Step 3: Assemble the Pizza
Preheat the Oven: Preheat your oven to 475°F (245°C). If you’re using a pizza stone, place it in the oven to heat up as well.
Roll Out the Dough: Once the dough has risen, punch it down to release excess air. Roll it out on a floured surface into a 12-inch circle for a thin crust or slightly smaller for a thicker crust.
Transfer to Baking Sheet or Pizza Stone: Carefully place the rolled-out dough on a baking sheet lined with parchment paper or onto a preheated pizza stone.
Add the Sauce and Cheese: Spread the tomato sauce evenly over the dough, leaving a 1-inch border for the crust. Sprinkle the shredded mozzarella cheese over the sauce.

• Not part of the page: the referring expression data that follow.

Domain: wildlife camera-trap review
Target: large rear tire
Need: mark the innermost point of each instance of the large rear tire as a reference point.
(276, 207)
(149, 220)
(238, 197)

Add the Vegetables: Distribute the sliced onions, bell peppers, zucchini, and olives over the cheese. Drizzle a small amount of olive oil over the top for extra richness.
Step 4: Bake the Pizza
Place the pizza in the preheated oven and bake for about 12-15 minutes, or until the crust is golden and the cheese is melted and bubbly.
Garnish and Serve: Remove from the oven and garnish with fresh basil leaves if desired. Slice and serve hot!
Variations & Tips
Dietary Substitutions:
For a gluten-free crust, use a gluten-free flour blend and add 1 teaspoon of xanthan gum if the blend doesn’t contain it.
For a dairy-free version, substitute mozzarella with a plant-based cheese that melts well.
Alternative Toppings:
You can add mushrooms, artichoke hearts, or even roasted eggplant for a richer flavor profile.
Add a sprinkle of red pepper flakes for a slight kick of heat if you prefer a spicy twist.
Rising Tip: If you’re short on time, you can let the dough rise for just 45 minutes, though a longer rise will yield a more flavorful crust.
Cooking Method Options: For an extra-crispy crust, use a pizza stone preheated in the oven, or cook the pizza on a grill for a smokier flavor.